CO2 shipping is a key enabler of the UK’s carbon capture and storage (CCS) projects. This week, key figures in the offshore energy and CCS sectors have called on the government to increase investment to meet the country’s targets for economic growth and net-zero emissions.
The CEO of the Carbon Capture and Storage Association (CCSA), Olivia Powis, has warned that the UK has an 18-month window in which to scale-up its maritime carbon transportation capacity if it is to meet 2030 carbon storage targets. ‘Shipping is not going to replace pipelines,’ she said this week, ‘but there are projects in the UK that need shipping because they are not located near a storage site and it also provides more flexibility and access to CO2 stores.’

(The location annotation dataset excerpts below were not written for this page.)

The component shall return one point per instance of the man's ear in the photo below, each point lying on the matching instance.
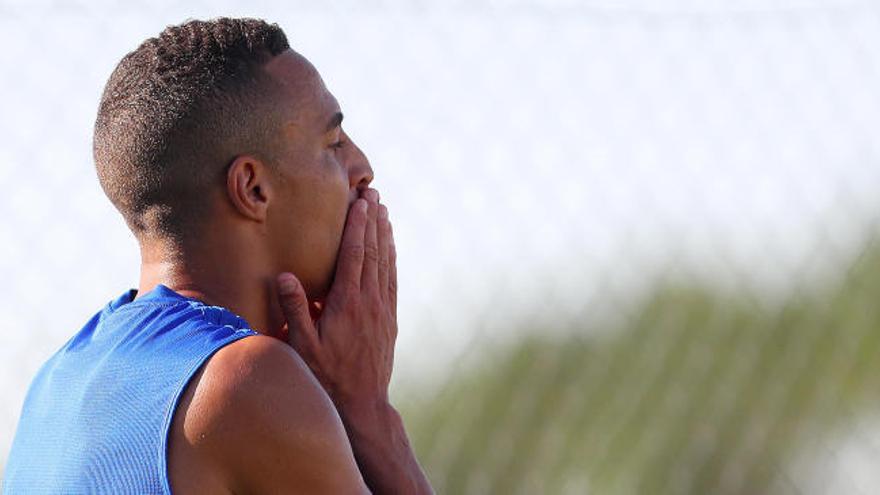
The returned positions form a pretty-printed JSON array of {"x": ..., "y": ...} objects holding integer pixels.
[{"x": 248, "y": 188}]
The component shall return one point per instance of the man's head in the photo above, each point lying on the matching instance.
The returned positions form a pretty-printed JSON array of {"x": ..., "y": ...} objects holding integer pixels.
[{"x": 219, "y": 125}]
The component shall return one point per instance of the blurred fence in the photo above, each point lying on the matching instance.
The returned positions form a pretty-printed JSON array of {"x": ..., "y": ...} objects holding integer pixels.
[{"x": 637, "y": 240}]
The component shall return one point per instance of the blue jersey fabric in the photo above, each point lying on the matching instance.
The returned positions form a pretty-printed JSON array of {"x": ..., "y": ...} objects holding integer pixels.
[{"x": 97, "y": 414}]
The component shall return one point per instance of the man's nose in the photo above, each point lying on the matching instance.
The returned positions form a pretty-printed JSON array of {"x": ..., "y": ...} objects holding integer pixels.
[{"x": 361, "y": 173}]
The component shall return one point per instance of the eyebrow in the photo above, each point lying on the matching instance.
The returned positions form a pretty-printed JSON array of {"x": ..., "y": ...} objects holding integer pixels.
[{"x": 335, "y": 121}]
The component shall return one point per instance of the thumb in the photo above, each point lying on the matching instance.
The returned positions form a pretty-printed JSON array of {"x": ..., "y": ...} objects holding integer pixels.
[{"x": 295, "y": 306}]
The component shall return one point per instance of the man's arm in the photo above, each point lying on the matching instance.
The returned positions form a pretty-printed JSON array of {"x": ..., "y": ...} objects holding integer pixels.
[
  {"x": 350, "y": 347},
  {"x": 257, "y": 419}
]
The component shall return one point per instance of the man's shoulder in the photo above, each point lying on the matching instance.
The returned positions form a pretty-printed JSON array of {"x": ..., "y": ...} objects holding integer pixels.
[{"x": 254, "y": 406}]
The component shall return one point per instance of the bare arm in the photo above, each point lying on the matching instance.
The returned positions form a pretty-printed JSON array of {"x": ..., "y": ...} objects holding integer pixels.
[
  {"x": 350, "y": 347},
  {"x": 257, "y": 418}
]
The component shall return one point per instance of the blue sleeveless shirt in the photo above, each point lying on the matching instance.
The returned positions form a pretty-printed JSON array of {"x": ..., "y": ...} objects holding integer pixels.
[{"x": 97, "y": 415}]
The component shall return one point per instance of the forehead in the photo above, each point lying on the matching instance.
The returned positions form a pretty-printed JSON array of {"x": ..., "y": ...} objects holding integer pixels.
[{"x": 303, "y": 97}]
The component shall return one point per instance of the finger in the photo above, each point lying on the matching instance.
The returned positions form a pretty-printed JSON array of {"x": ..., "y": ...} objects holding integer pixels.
[
  {"x": 392, "y": 271},
  {"x": 383, "y": 233},
  {"x": 295, "y": 307},
  {"x": 349, "y": 265},
  {"x": 370, "y": 275}
]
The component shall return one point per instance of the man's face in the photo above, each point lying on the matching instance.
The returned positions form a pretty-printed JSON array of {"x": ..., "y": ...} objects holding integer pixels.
[{"x": 321, "y": 171}]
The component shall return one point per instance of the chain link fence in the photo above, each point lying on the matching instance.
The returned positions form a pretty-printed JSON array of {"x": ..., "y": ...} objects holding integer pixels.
[{"x": 637, "y": 240}]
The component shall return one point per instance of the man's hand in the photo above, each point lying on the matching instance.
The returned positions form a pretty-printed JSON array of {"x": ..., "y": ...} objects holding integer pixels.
[{"x": 350, "y": 348}]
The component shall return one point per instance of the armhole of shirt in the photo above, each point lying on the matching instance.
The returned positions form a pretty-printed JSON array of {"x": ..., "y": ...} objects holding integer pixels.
[{"x": 169, "y": 414}]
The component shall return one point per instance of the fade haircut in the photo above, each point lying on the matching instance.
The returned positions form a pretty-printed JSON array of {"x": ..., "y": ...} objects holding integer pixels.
[{"x": 175, "y": 113}]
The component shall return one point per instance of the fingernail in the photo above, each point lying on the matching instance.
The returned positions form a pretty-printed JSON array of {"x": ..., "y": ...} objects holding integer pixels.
[{"x": 287, "y": 283}]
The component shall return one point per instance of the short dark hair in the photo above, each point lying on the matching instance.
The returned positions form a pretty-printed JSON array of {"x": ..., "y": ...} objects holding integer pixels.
[{"x": 176, "y": 111}]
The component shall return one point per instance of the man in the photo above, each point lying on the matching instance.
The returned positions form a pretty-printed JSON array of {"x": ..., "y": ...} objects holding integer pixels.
[{"x": 255, "y": 355}]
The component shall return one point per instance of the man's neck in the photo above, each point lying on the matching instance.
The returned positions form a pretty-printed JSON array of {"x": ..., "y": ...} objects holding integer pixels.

The UK government’s CCS strategy is established around four clusters, some of which are not connected via pipelines to CO2 receiving terminals and will require shipping infrastructure. The four clusters are: HyNet (North West England and North Wales), East Coast Cluster (North East England), Acorn (North England and Scotland), and Viking CCS (the Humber).
Powis also points to the regulatory challenges posed by cross-border CO2 shipping, which the UK must do more to address: ‘Policy remains the biggest obstacle to transporting CO2 across the EU-UK border – something that is otherwise technically feasible.’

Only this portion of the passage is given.